Gorbatschow zieht Scheine aus dem Verkehr
EIN UNVERHOFFTER SIEG DES MONETARISMUS - AUSGERECHNET IM KREML

Der Russe ist so, wenn er etwas glaubt, dann glaubt er mit Haut und Haaren. Zur Zeit stehen in der Sowjetunion Einsichten in den Wert des Geldes hoch im Kurs, die zwar im Freien Westen erfunden worden sind, wo aber alle Wirtschaftsminister und Bundesbanker, allein schon wegen ihrer Achtung des Eigentums davor wären, wenn sie jemand "anwenden" wollte. Die monetaristischen Erfinder der Idee, daß es furchtbar auf die Menge des Geldes ankäme, haben im übrigen immer nur an die staatliche Kreditpolitik und nicht an die Anzahl der Zettel gedacht, auch wenn sie die beiden Sachen nie ganz genau auseinanderhalten konnten.

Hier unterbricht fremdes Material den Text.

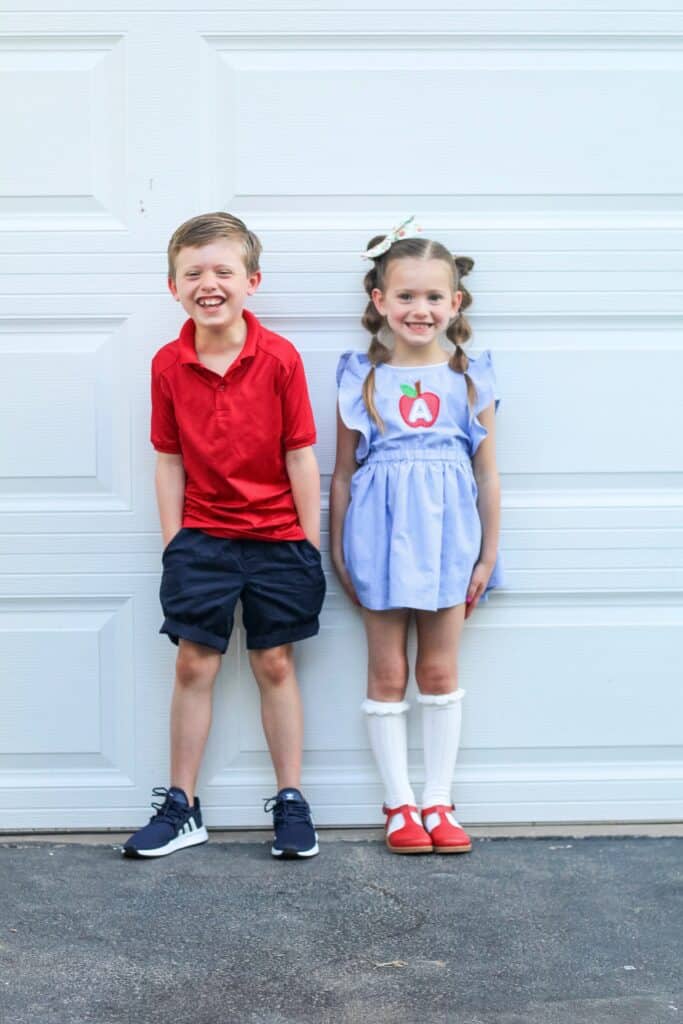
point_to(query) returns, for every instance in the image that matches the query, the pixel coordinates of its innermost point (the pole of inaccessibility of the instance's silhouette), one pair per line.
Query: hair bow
(406, 230)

Der russische Präsident hat jetzt also mit der Idiotie vom 'zu vielen' Geld einmal ernstgemacht, 1. weil er sich energische Maßnahmen gegen die Zerrüttung schuldig ist, 2. weil er "ungerechte Gewinne" für einen Grund der Zerrüttung hält und auch dem Gerechtigkeitsempfinden seines Volkes etwas bieten will und 3. weil er sich zwei in seiner Nation frisch entdeckte Lehrsätze zu eigen gemacht hat: Wenn das Geld richtig funktioniert, gibt es eine flotte Marktwirtschaft. Wenn das Geld nicht so funktioniert, wie man es sich von ihm erwarten darf, liegt das an seiner Menge, weil 'zu viel' davon da ist. Dann geht das Geldverdienen nämlich 'zu leicht' und es wird nicht mit dem gehörigen Eifer produziert. Deshalb will er jetzt alle 50- und 100-Rubelscheine aus dem Verkehr ziehen lassen, damit die Geldmenge reduziert wird und vor allem die unsittlichen Mengen davon, die in Gestalt dieser Scheine bei den "Spekulanten" lagern.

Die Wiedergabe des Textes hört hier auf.